A lover of cities and wilderness alike, her early paintings feature city parks as community hubs of everyday life, and her recent artwork draws inspiration from research trips to national parks, including Olympic, Death Valley, Joshua Tree, Big Sur, Petrified Forest, and Yosemite, among others. These artworks begin at iconic vistas, charting the emotions, histories, and secrets of these distinctive environments. Caldarise has participated in residencies at ChaNorth, Pine Plains, NY (2024), Trestle Gallery, Brooklyn, NY (2018) and Post Contemporary, Troy, NY (2010; 2013) and received the FST Studio Projects Fund grant (2019). Andrea Bartine Caldarise has exhibited in New York City, Philadelphia, San Francisco, Seattle, Washington D.C. and Rome, Italy.

Statement 

Andrea Bartine Caldarise is a landscape painter investigating the psychological connection between people and the environment. While wandering about a landscape, Caldarise seeks with the mind’s eye, noting first impressions to in the studio as source material. As she develops the painting themes, Caldarise researches plants, folklore, and geological histories to locate through-lines with her first impressions. With this process, she aspires to weave a lived experience with artist-created source material and research. Her artwork is situated in transitional moments, examining ephemeral qualities of a landscape to craft an experience of discovery for the viewer. Each space seems like something, or someone has just arrived at the scene. Caldarise’s paintings position environments as entry points for open-ended narratives drawing on the collective consciousness. Her paintings evolve over time, possessing a mutable yet distinct character — akin to the changing impressions one gets when revisiting a favorite book. The experience alters with each encounter, enriched by previous engagements. By investigating various viewpoints: historical, personal, and imagined, we can create empathy within our ever-changing world. These paintings are derived from experiences within the social and physical environments around us. Using the language of landscape, her art explores the tension between real and surreal

Kathleen Greco 

She/Her 

Bio 

Kathleen Greco is a visual artist living in Bucks County Pennsylvania. She is a core reef contributor to the Crochet Coral Reef worldwide project directed and produced by Margaret and Christine Wertheim from the Institute of Figuring, Los Angeles, California. Her coral Jelly Yarn sculpture was included in the Wertheim's collaborative Coral Reef Pod World's installation in the Central Pavilion at the Venice Biennale 2019, Venice, Italy.

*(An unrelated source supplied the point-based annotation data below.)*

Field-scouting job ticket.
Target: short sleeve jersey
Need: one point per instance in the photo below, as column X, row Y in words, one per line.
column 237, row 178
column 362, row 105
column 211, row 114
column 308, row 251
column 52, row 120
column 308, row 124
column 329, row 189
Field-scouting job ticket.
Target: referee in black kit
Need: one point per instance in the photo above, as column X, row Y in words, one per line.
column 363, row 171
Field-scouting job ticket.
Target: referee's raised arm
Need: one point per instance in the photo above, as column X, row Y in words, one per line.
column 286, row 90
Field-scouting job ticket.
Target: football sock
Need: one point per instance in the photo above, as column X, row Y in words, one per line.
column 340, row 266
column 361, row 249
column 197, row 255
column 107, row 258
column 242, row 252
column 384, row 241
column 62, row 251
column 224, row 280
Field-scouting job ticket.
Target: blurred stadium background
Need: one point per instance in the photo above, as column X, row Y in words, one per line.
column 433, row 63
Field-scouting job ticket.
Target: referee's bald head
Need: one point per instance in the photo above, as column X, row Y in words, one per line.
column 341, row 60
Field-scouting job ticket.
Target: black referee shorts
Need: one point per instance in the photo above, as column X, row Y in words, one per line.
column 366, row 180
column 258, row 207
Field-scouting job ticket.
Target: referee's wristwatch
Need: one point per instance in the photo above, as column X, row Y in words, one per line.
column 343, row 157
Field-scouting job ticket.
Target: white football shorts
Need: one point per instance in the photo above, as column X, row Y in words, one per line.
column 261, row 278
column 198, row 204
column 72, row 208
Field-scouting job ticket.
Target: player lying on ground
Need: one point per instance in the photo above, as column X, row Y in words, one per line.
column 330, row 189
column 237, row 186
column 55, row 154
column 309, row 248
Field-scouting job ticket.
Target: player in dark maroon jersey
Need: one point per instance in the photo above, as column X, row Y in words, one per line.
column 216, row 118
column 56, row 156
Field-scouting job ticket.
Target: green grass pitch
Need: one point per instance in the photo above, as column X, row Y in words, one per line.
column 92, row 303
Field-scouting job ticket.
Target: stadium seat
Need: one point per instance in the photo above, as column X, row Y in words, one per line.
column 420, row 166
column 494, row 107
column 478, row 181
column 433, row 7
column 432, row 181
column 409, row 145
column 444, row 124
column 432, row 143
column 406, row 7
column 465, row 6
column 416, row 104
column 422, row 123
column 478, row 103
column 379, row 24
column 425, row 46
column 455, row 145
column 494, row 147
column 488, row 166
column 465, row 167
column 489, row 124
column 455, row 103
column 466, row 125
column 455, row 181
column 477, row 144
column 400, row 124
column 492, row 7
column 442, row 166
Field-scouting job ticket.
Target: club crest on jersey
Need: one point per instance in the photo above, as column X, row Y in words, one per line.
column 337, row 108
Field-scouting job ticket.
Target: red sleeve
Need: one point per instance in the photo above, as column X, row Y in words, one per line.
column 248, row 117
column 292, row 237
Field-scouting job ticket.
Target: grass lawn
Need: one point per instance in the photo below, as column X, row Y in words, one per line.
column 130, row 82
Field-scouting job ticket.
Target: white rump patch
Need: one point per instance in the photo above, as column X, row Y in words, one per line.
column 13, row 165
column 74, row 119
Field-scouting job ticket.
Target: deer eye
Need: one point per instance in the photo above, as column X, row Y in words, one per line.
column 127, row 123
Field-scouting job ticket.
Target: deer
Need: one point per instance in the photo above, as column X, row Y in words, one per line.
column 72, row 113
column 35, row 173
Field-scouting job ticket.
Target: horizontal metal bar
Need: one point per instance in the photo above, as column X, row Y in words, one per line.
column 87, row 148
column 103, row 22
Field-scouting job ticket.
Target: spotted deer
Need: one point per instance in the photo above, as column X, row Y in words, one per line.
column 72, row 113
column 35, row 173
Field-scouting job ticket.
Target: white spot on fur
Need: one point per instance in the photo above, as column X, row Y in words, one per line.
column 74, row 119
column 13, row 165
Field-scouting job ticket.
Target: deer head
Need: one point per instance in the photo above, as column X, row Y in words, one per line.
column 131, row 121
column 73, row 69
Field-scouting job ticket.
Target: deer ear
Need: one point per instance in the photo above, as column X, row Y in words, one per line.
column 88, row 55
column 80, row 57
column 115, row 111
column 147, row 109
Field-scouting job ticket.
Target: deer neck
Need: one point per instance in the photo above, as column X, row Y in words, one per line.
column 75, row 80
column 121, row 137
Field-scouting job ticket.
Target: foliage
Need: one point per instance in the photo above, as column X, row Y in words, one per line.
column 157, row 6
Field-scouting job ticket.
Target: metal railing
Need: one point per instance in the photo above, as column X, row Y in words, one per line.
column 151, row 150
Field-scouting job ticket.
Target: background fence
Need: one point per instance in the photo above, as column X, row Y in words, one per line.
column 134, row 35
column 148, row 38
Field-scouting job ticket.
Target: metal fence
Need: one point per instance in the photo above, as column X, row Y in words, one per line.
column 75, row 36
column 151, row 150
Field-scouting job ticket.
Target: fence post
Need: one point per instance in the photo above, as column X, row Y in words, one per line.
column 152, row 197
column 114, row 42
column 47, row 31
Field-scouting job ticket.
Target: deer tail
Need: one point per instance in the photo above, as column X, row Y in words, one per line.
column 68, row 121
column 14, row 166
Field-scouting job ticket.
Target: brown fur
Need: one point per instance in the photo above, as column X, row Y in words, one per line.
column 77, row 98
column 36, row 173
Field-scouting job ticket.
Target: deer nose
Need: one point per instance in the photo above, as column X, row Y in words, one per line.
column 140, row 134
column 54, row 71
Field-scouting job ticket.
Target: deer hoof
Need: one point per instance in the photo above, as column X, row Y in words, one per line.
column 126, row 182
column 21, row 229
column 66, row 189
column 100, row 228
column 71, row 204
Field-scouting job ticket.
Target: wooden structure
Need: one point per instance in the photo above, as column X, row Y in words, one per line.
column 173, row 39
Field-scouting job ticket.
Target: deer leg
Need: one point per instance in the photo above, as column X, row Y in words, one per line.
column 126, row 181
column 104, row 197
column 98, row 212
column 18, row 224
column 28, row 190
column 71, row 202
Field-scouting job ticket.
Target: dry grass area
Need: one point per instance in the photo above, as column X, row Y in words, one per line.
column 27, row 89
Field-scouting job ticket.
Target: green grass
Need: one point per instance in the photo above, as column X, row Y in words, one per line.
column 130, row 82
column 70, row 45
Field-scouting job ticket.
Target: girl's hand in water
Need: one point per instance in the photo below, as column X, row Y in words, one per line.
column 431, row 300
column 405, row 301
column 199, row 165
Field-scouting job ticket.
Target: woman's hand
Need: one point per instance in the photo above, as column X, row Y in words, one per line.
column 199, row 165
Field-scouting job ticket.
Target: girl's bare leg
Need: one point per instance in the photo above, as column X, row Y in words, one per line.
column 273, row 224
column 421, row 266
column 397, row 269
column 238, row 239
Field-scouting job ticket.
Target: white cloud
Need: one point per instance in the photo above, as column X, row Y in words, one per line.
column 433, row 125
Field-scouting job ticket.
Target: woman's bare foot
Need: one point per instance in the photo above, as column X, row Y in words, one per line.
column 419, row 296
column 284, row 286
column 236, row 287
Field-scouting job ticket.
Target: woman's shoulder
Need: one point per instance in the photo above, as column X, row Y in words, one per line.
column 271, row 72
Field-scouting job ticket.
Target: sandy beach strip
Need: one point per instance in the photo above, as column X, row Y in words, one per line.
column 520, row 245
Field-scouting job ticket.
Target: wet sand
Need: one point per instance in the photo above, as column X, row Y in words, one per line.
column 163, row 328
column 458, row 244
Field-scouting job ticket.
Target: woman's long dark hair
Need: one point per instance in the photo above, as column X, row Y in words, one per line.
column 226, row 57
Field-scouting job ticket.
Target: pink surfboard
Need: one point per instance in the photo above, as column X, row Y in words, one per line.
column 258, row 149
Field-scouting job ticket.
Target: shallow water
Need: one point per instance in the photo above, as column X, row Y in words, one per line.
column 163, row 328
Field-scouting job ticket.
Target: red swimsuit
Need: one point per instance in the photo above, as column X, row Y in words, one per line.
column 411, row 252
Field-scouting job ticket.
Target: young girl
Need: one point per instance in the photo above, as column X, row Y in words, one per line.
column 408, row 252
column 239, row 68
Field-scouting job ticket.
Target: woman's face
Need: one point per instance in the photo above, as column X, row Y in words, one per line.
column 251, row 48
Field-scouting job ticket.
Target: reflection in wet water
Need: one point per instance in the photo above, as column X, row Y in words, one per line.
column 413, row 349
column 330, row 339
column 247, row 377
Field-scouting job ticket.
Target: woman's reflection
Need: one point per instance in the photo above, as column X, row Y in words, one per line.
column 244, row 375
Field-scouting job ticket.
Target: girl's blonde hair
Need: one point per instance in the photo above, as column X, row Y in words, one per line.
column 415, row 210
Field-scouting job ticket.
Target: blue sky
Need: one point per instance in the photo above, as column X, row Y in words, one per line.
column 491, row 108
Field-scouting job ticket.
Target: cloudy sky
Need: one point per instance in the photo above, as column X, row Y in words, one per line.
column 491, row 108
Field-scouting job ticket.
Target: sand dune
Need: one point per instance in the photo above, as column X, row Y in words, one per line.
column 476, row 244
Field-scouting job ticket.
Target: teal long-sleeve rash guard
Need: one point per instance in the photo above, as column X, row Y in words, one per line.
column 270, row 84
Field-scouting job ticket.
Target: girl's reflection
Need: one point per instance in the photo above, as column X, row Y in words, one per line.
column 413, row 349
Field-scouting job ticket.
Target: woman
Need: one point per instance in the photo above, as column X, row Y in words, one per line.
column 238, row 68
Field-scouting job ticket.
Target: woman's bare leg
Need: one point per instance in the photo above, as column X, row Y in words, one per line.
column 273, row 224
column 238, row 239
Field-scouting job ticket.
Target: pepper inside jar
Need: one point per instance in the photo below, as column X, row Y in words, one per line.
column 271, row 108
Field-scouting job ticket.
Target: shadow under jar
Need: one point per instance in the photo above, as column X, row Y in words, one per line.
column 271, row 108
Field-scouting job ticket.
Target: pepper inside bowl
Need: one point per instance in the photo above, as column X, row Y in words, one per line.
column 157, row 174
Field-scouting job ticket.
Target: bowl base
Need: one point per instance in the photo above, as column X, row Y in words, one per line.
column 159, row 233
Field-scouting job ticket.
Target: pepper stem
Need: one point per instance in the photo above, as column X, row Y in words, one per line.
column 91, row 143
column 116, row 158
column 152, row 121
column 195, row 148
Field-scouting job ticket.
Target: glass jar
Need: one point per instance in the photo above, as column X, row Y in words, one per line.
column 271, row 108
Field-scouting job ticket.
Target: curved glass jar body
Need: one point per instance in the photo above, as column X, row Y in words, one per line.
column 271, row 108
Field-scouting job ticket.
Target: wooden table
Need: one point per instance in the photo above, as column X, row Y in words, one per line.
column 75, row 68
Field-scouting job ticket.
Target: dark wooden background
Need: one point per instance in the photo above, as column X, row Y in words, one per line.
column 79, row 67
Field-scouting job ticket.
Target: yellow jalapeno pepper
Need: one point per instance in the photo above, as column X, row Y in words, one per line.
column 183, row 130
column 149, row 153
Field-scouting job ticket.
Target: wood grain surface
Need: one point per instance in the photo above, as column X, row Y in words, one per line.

Kathleen Greco's art has been exhibited in museums and galleries including the Museum of Art and Design New York, Smithsonian National Museum of Natural History, Washington, D.C., Hayward Gallery, England UK, Woodmere Art Museum, Pennsylvania, Elisabet Ney Museum, Texas, Museum Frieder Burda, Baden-Baden, Germany, and Schlossmuseum, Linz, Austria. Her work has been featured in Artillery, Hyperallergic, and the the Washington Post. 

Statement 

I grew up in Springfield, New Jersey where many summers were spent at the Jersey shore. I have always been fascinated with seashells and corals washing up from the ocean waves on the shoreline. I collect the specimens whenever I am on a beach marking each piece with the date, year, and location. I started crocheting coral and sea life with the development of my waterproof translucent Jelly Yarn, conceptualizing the organic shapes into colorful sculptures. Some corals grow in a hyperbolic geometry structure. To mimic their form, I crocheted the collection using hyperbolic plane pattern techniques increasing the stitches exponentially. Similar to changes we experience in life, my art investigates themes of fragility, resilience, and transition, suggesting a bigger materiality lies underneath and within the surfaces.